Last I heard, and it has been a few years since I did hear it, there was one guy who had two experiments with rats that suggested a mild insulin release when given water with some artificial sweeteners. But, at best, it was very preliminary research and there is plenty of research in humans that did not find such a reaction. Hence why diabetics don’t get insulin spikes from drinking diet soda.


#14

Sometimes these protiens break down with heat in a way that sugar does not.


#15

sugar isn’t that bad. moderation is key


#16

Some protein occurring in small quantities in a plant that is “generally regarded as safe” does not mean that extracting that protein and consuming it in much larger quantities doesn’t have negative long term effects. Lots of plants and animals that are considered safe for consumption have trace amounts of toxic substances that do not pose a problem for most people when eaten in the naturally occurring quantity, not to mention the ordinary stuff like salt, sugar, and fat which are certainly not healthy if consumed in excess.

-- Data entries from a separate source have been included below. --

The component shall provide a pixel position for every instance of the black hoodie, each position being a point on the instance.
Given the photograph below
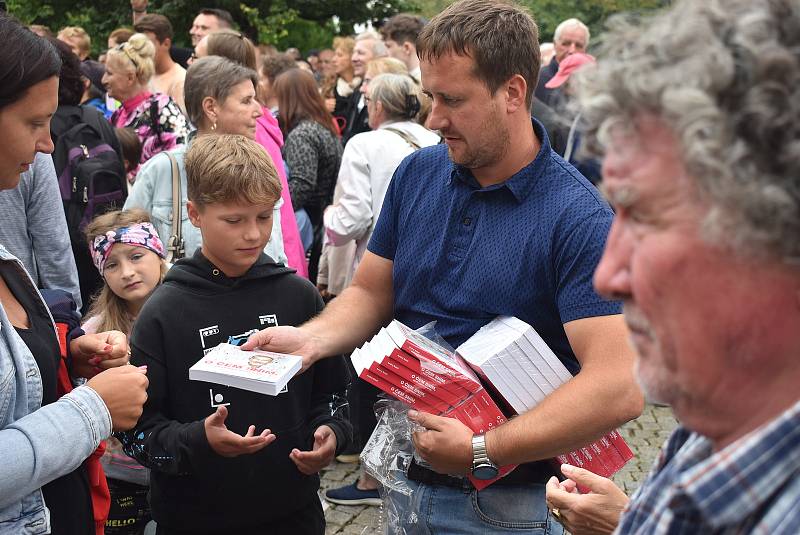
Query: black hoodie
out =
(196, 308)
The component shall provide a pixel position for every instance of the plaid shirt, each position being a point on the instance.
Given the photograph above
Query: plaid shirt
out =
(751, 486)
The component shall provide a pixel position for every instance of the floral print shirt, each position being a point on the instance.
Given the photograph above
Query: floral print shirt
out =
(169, 129)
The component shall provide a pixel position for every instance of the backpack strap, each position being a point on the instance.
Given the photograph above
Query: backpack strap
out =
(407, 138)
(175, 245)
(155, 124)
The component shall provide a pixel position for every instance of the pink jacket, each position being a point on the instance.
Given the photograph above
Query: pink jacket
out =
(269, 135)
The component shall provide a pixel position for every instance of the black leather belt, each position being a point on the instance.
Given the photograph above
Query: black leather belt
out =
(525, 474)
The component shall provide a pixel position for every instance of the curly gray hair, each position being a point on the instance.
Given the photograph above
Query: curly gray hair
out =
(724, 76)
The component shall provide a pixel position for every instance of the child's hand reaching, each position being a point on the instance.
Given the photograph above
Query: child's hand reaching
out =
(320, 456)
(229, 444)
(93, 353)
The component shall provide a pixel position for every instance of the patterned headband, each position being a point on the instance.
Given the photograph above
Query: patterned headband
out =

Also, there isn’t much evidence to show that the current artificial sweeteners, synthetic or natural, have serious negative affects with the possible exception of messing with your insulin response and changing your psychological expectations for sweetness in your diet-- problems that to whatever extent they exist would presumably plague any sugar substitute.

So the real question is, do these compounds provide a better substitute for sugar? Do they have less of the off tastes with the current crop of substitutes or perform better in some other way?


#17

I’ve heard this before but it was from a co-worker suggesting that diet sodas make you gain weight because he once lived with a fat guy who drank diet soda. I countered with “Well maybe he would have been even fatter if he didn’t”. He wasn’t convinced.

Anyway I’ve never found any evidence to support it but who knows. I think it’s more likely that people who like diet soda (which is usually very sweet tasting) probably eat lots of other sweet stuff that isn’t sugar free.

Disclaimer: I am a Diet Coke addict.


#18

I bet you say that to all the girls.


#19

This. My reaction in these cases is always “you first”.

Especially when it’s something called Thaumatin.


#20

I suspect the sugar is there to make it somewhat addictive, so people buy buy buy. But sometimes a little sugar helps tomato sauce, as it can counter the acidity, IMO. Not enough to prevent heartburn if you eat a whole lot of it. Right before bedtime. As I’ve found out.